The interview I gave a little while ago has made its way to another part of the Internet, The Denver Post. It also features a few more questions than one in the Hartford Courant, plus a gorgeous photo of Homer. Enjoy!
A week ago, I was contacted by Contemporary Authors. They told me I’ll be included in the next edition of the reference and asked me if I wanted to answer some questions for the sidebar part of the entry.
I have fond memories of these reference volumes. I used CA a number of times when I wrote term papers for my English classes, both in high school and college, so to be actually listed in one is quite an honor. True, I’ll be one of 112,000 writers listed there, but hey, I’m thrilled to have joined the fray!

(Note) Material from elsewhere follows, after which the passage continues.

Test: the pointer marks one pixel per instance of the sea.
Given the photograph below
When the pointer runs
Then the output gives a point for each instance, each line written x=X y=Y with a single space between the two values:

And now, the questions they asked and the answers I provided.
What first got you interested in writing?
Two words, one name: Stephen King. Back when I was a sophomore in high school, I was introduced by a friend to The Dead Zone, the first book I read purely for pleasure, and after reading King’s first short story collection, Night Shift, I attempted to write my first short story. I’m fairly certain it featured some supernatural storyline, and I’m absolutely certain it was terrible. But we all have to start out somewhere.
Who or what particularly influences your work?
I met Stewart O’Nan at Cornell back in 1992, when he taught my first creative writing workshop. His editorial eye is unparalleled, and his body of work inspires me to write truthfully, to stick close to my characters. Stewart also introduced me to Richard Yates, another writer whose literary currency was brutal, beautiful honesty.
Describe your writing process.
I write an hour before work. On the days I’m not at work, I write from nine to noon. But of course, life gets in the way, and sometimes the hour becomes half an hour, but I still try to sit in front of the laptop every day.
What is the most surprising thing you have learned as a writer?
There always seems to be a part – it may be as small as a sentence or as large as an entire chapter of a novel – that seems so good, so perfect, that I won’t want to change it, even if it isn’t quite working. But then I finally do rewrite it, and it actually turns out better than what I had before. There’s nothing so flawlessly written that it cannot be improved.
What kind of effect do you hope your books will have?
When fiction really works, it has the power to make you forget about everything else going on in your life. For those hours you spend reading, you’re living the life of the people in that book, a completely immersive experience, and perhaps an enlightening one, too. That’s what I want for my readers.